Notably, Zuckerberg’s deposition included a denial of detailed knowledge about LibGen. “I get that you’re trying to get me to give an opinion of LibGen, which I haven’t really heard of,” he stated. Despite this claim, internal documents presented by the plaintiffs suggest otherwise.
New Allegations Against Meta
The plaintiffs, including bestselling authors Sarah Silverman and Ta-Nehisi Coates, have recently amended their complaint to include fresh allegations. They accuse Meta of using LibGen to train its latest AI models, Llama 3, and even its forthcoming Llama 4. The lawsuit also claims that Meta cross-referenced pirated books in LibGen with legitimately licensed works to identify whether licensing agreements with publishers were necessary.
Furthermore, the plaintiffs allege that Meta downloaded additional copyrighted e-books from Z-Library, another notorious online repository, as recently as April 2024. Z-Library, like LibGen, has faced numerous legal challenges and takedowns, including domain seizures and criminal charges against its operators.

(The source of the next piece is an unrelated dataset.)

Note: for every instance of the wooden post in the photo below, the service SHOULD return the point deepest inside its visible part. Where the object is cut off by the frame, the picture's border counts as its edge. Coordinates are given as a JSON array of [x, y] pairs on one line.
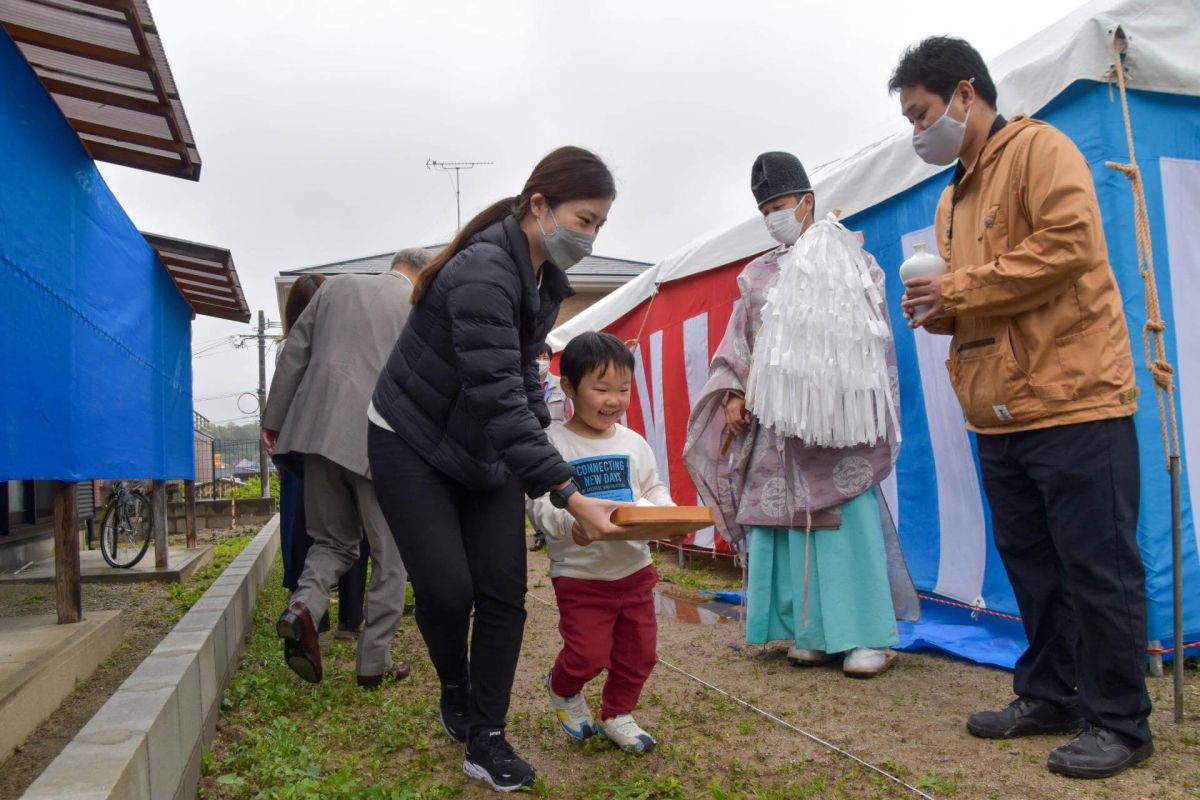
[[159, 522], [190, 511], [67, 593]]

In an apparent effort to conceal the use of copyrighted material, Meta’s researchers allegedly inserted “supervised samples” during the fine-tuning of its Llama models. This tactic, the plaintiffs argue, was intended to obscure the origins of the training data.
Zuckerberg’s Take on Fair Use
Under questioning from plaintiffs’ attorney David Boies, Zuckerberg elaborated on his views regarding copyrighted material. He argued that imposing blanket bans on using datasets like LibGen would be unreasonable. “Would I want to have a policy against people using YouTube because some of the content may be copyrighted? No,” he said. “There are cases where having such a blanket ban might not be the right thing to do.”
However, Zuckerberg acknowledged the need for caution. “If there’s someone who’s providing a website and they’re intentionally trying to violate people’s rights,” he said, “obviously it’s something that we would want to be cautious about or careful about how we engaged with it or maybe even prevent our teams from engaging with it.”
Broader Implications
The Kadrey v. Meta case is part of a growing wave of litigation aimed at holding AI companies accountable for their use of copyrighted material. The outcomes of these cases could set precedents with far-reaching implications for the AI industry, copyright law, and the balance between innovation and intellectual property rights.
For Meta, the stakes are high. As one of the leading players in the AI race, its practices will not only be scrutinized in court but could also influence public perception and regulatory policies. For authors and copyright holders, the case represents an opportunity to push back against what they see as a systematic disregard for their rights.
As the battle unfolds, one thing is clear: the intersection of AI and copyright law is becoming one of the most contentious and consequential arenas in technology today. And with high-profile figures like Mark Zuckerberg taking the stand, the spotlight on these cases will only grow brighter.